I was playing around with JavaScript's TypedArrays when I noticed something a bit strange. I figured the implementation of the TypedArray.prototype.set method would simply copy values incrementally. Thus, I tried tricking the system to see this behavior:
var ar = new Uint8Array([1,2,3,4,5,6,7,8]); ar.set(ar.subarray(0,6),2);
I perceived that, if it started copying from ar
at 0, but overwrote values at 2, the subarray would be manipulated, and thus start looping once it reached index 2. Therefore, I would naturally expect an output of Uint8Array(8) [1,2,1,2,1,2,1,2]
, but, when inspecting ar
:
> ar Uint8Array(8) [1,2,1,2,3,4,5,6]
So, I figured perhaps it copied backwards?

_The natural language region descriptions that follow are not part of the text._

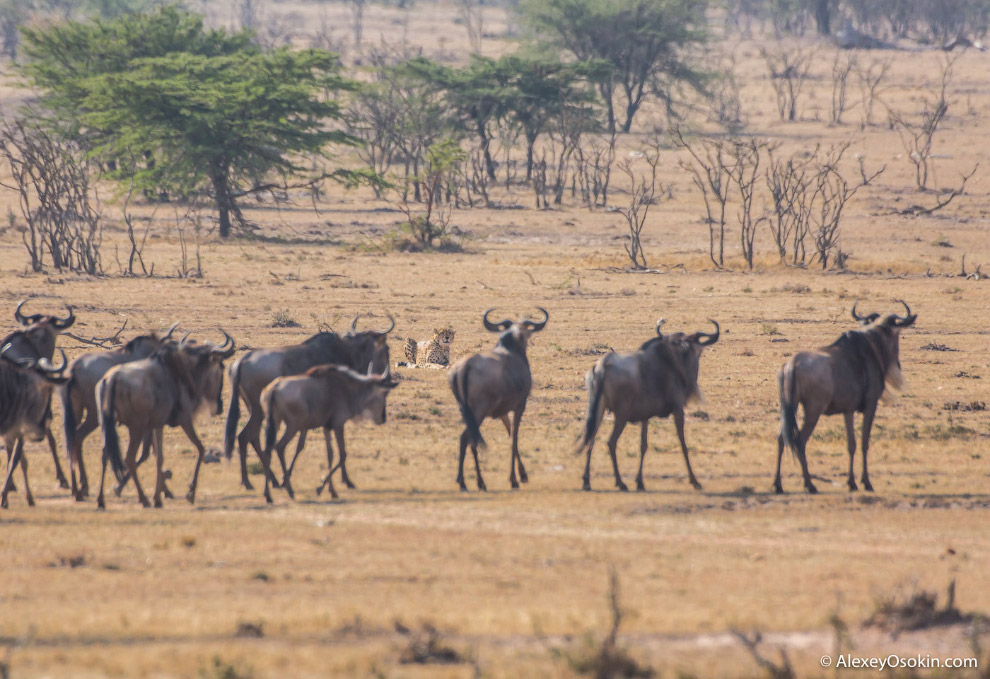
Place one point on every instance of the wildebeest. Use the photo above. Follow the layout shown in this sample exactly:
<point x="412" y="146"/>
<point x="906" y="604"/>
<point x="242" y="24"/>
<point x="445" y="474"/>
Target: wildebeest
<point x="848" y="376"/>
<point x="79" y="397"/>
<point x="326" y="396"/>
<point x="36" y="339"/>
<point x="253" y="371"/>
<point x="25" y="410"/>
<point x="166" y="389"/>
<point x="658" y="380"/>
<point x="495" y="384"/>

var ar = new Uint8Array([1,2,3,4,5,6,7,8]); ar.set(ar.subarray(2),0); > ar Uint8Array(8) [3,4,5,6,7,8,7,8]
Nope. Rather unsettled by this, I then decided to use a Proxy to inspect internal behavior:
ar = new Uint8Array([1,2,3,4,5,6,7,8]); pxy = new Proxy(ar.subarray(0,6),{ get: (o,p)=>{console.log("get",o,p,o[p]); return o[p]} }); > ar.set(pxy,2); get Uint32Array(6) [1, 2, 3, 4, 5, 6] length 6 get Uint32Array(6) [1, 2, 3, 4, 5, 6] 0 1 get Uint32Array(6) [1, 2, 1, 4, 5, 6] 1 2 get Uint32Array(6) [1, 2, 1, 2, 5, 6] 2 1 get Uint32Array(6) [1, 2, 1, 2, 1, 6] 3 2 get Uint32Array(6) [1, 2, 1, 2, 1, 2] 4 1 get Uint32Array(6) [1, 2, 1, 2, 1, 2] 5 2 > ar Uint8Array(8) [1,2,1,2,1,2,1,2]
And, alas, as soon as I attempt to observe it, it sneaks away and acts as I first anticipated!
I've run this test in Chrome and Firefox, and both give the same results. I also tested it in MS Edge, and it also seems to give the same results (though at times it would randomly crash the JS runtime - perhaps it was related to the proxy).
Is this a bug or is this specified behavior? When (and/or why) should I expect this behavior? Or should I just altogether evade setting a TypedArray to its own subarray?